- Molonglo Location in Canberra
- Coordinates: 35°17′56″S 149°02′31″E﻿ / ﻿35.299°S 149.042°E
- Country: Australia
- State: Australian Capital Territory
- City: Canberra
- District: Molonglo Valley;
- Location: 10 km (6.2 mi) W of Canberra CBD; 21 km (13 mi) W of Queanbeyan; 103 km (64 mi) SW of Goulburn; 295 km (183 mi) SW of Sydney;

Government
- • Territory electorate: Murrumbidgee;
- • Federal division: Bean;
- Elevation: 559 m (1,834 ft)

Population
- • Total: 0 (SAL 2021)
- Postcode: 2611
- Gazetted: 14 June 2012
- Website: Molonglo
Suburbs around Molonglo
| Molonglo River | Molonglo River | Bandler |
| Denman Prospect | Molonglo |  |
|  | Wright | Coombs |

= Molonglo, Australian Capital Territory =

Molonglo is a suburb currently under development in the Molonglo Valley district of Canberra, Australian Capital Territory, Australia.
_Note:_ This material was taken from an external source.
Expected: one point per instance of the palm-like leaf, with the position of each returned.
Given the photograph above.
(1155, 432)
The suburb of Molonglo derives its name from an Aboriginal expression meaning "the sound of thunder".

==Location and urban structure==
Currently in development and planning stages, Molonglo is expected to be the town centre or group centre and will comprise the principal commercial and civic centre for the Molonglo Valley district. It is planned to accommodate approximately 1000 new dwellings in a relatively compact mixed use urban environment.

==Features==
Molonglo is a cat containment area, as are other new suburbs in the vicinity.

==Geology==

The suburb of Molonglo is split by an east–west direction fault that splays off the Winslade Fault. This fault is marked by quartz. The south side has been thrown down, and the north side elevated. This fault crosses the Molonglo River at the point where it goes in a tight bend from east to north west. This point also has one other fault crossing and another fault terminating. The rock south of the east–west fault is rhyodacite from the Deakin Volcanics, and to the north are the older Mount Painter Volcanics with tuff composed of dacite fragments.